According to a new report by Deloitte, traditional Australian retailers are of far less interest to international and private equity investors amid the rapid rise of online sales.
Damien Tampling, national leader of Deloitte’s technology, media and telecommunications industry group, pointed to a number of local online retailers that have attracted investment.
“The evidence is in the transaction environment of late in the sense that, if you look at Catch of the Day or DealsDirect, they have all had transactions occur in the last 18 months or so,” he says.
“The proof is in the pudding in the fact that traditional retailers aren’t participating in those transactions.”
“The fastest, most successful start-ups at the moment happen to be online retailers, and they can turn on a dime.”
For online start-ups looking for investment, Tampling says they must demonstrate a clear view of their growth path, solid financial analysis, reference points for previous deals, and a good understanding of risk.
“In retail, one of the most important ones is what their produce strategy is,” Tampling says.
“Are they dealing with one niche, with a view to extending it to other niches and, if so, why?
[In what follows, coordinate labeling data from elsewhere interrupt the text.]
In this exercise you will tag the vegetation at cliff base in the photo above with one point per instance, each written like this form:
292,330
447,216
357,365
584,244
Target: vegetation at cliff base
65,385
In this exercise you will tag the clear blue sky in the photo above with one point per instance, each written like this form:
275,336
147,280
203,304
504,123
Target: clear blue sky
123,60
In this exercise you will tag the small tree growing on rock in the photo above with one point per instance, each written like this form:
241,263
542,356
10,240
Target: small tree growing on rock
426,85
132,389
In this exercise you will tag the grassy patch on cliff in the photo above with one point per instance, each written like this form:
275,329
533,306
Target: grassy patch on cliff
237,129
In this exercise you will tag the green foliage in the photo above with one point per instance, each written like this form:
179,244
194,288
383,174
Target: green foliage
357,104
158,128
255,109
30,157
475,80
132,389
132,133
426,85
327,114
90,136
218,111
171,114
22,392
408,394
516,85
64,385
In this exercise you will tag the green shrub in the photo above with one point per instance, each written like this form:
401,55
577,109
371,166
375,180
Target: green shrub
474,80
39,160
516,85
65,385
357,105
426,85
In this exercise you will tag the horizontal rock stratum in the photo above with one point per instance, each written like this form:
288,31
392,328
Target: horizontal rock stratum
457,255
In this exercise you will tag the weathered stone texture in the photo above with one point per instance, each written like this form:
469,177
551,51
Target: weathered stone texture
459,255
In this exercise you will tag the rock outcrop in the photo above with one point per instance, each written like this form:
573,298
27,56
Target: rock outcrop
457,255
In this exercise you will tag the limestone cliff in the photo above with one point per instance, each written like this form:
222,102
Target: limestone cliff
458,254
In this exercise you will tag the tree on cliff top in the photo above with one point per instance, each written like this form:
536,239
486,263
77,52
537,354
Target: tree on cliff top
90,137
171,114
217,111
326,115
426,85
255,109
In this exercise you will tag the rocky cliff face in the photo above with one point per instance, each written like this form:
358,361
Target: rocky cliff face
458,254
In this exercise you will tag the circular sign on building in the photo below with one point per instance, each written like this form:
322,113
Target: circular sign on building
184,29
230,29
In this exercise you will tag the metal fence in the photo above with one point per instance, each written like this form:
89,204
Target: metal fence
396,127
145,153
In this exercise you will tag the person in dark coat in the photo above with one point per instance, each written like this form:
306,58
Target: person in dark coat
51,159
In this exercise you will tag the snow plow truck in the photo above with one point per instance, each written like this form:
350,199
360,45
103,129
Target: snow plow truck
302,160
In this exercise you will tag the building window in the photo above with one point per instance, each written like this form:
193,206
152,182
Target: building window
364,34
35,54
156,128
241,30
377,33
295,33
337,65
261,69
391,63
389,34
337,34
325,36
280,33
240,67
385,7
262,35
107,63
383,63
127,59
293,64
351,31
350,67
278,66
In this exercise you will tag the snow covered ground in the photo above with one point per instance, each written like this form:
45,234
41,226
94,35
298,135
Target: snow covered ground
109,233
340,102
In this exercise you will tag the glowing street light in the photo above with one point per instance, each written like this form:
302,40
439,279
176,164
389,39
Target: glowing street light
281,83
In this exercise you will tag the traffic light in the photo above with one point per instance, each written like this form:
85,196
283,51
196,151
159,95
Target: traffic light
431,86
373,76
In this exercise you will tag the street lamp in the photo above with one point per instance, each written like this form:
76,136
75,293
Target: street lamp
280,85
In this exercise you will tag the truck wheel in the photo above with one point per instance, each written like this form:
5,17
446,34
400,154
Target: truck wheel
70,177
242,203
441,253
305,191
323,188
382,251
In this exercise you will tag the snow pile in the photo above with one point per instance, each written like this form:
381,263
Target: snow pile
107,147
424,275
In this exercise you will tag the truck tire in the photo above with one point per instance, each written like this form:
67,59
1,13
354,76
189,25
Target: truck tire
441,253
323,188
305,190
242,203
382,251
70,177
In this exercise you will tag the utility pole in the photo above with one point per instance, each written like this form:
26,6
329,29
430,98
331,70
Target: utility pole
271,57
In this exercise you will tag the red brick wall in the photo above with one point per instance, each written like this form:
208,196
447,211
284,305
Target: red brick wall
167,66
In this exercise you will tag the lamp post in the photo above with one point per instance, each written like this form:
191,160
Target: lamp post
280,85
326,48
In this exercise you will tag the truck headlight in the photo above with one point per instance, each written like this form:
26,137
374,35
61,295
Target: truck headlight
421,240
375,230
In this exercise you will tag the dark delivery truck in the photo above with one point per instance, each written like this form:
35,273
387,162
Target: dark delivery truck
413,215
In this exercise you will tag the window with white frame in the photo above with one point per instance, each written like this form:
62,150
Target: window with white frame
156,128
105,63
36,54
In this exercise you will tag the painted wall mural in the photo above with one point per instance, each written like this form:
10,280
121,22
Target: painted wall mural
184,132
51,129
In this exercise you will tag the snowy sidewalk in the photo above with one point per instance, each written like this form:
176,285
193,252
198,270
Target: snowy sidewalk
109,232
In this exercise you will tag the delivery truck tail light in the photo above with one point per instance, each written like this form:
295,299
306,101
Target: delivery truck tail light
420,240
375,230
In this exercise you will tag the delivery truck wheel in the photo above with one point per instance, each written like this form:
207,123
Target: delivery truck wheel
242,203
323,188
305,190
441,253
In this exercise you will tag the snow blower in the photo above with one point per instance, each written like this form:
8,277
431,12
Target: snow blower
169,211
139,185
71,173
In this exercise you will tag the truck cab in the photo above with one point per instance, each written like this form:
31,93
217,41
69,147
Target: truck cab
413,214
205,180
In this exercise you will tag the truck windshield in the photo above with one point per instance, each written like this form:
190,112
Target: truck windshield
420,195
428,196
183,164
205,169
What are the pros and cons of that?”
“[Start-ups also need to focus on] supply relationships and their supply strategy. Are they sourcing from local suppliers or offshore suppliers, and how are they importing?”
“Some brands are starting to white label their own products, so they manufacture versions of a product in Asia and then bring it down here.”
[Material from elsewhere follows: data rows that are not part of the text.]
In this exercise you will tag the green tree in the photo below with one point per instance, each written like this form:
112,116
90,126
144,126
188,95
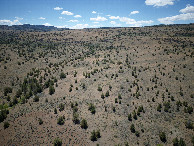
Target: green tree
93,136
132,128
84,124
76,118
6,125
62,75
129,117
162,136
92,108
60,120
61,107
51,90
57,142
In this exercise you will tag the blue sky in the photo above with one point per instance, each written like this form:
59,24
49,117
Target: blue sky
96,13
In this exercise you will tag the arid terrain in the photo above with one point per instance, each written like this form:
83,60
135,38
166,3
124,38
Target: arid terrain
132,86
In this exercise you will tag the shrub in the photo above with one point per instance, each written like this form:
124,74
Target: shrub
119,96
18,93
116,101
129,117
93,136
6,125
162,136
57,142
98,134
15,100
177,142
159,107
132,128
114,109
36,98
3,115
60,120
134,115
182,142
102,95
189,124
7,90
99,88
166,106
61,107
76,118
62,75
107,94
51,90
55,111
137,133
92,108
23,100
84,124
40,121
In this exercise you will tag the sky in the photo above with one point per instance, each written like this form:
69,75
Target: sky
78,14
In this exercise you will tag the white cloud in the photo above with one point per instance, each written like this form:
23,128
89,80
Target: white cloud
73,21
134,12
188,9
98,19
80,26
170,20
134,22
42,18
67,13
58,8
18,18
47,24
9,22
64,26
114,17
159,3
77,16
113,22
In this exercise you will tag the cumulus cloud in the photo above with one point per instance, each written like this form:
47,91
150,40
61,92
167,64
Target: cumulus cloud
77,16
73,21
9,22
66,13
114,17
47,24
18,18
61,18
188,9
113,22
42,18
188,14
99,18
159,3
58,8
64,26
80,26
134,22
134,12
170,20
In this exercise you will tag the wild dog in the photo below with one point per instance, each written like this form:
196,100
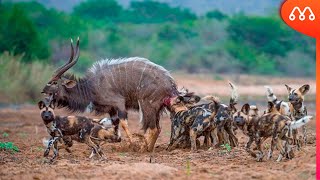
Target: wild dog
272,124
191,122
295,108
81,129
225,126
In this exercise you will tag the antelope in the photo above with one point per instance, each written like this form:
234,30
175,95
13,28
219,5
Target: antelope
113,86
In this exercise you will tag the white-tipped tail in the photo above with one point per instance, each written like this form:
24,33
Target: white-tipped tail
270,95
234,92
298,123
211,98
106,122
45,142
140,112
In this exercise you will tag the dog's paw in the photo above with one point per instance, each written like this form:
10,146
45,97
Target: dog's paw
259,156
279,158
269,155
46,153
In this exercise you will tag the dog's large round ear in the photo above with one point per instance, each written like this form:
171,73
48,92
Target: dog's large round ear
233,107
52,104
270,106
115,121
304,89
288,88
194,99
245,108
179,99
41,104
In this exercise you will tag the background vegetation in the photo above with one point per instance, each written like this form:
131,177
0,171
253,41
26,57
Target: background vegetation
34,39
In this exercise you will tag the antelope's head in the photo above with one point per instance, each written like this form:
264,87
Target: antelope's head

Tampling says while local investors continue to support homegrown ventures, foreign investors are “very active” in Australia at present, particularly in the tech scene.
“A lot of Australia’s early-stage tech stuff has offshore venture capital in it – Atlassian does, Ozsale does, Catch of the Day does,” he says.
Tampling says there are ways in which start-ups can “reassure” foreign investors of their market viability.
“Often, if you’re looking at your customers, some of your customers may be offshore. This is really good to be highlighting and pointing to,” he says.
“The experience of the management team [is also important]. Make sure someone has credibility when it comes to talking about another market.”
“If you’ve got someone who’s worked for eBay Asia or China Mobile or someone in Asia – where they’ve shown they understand the way the market works – it gives investors a lot more confidence.”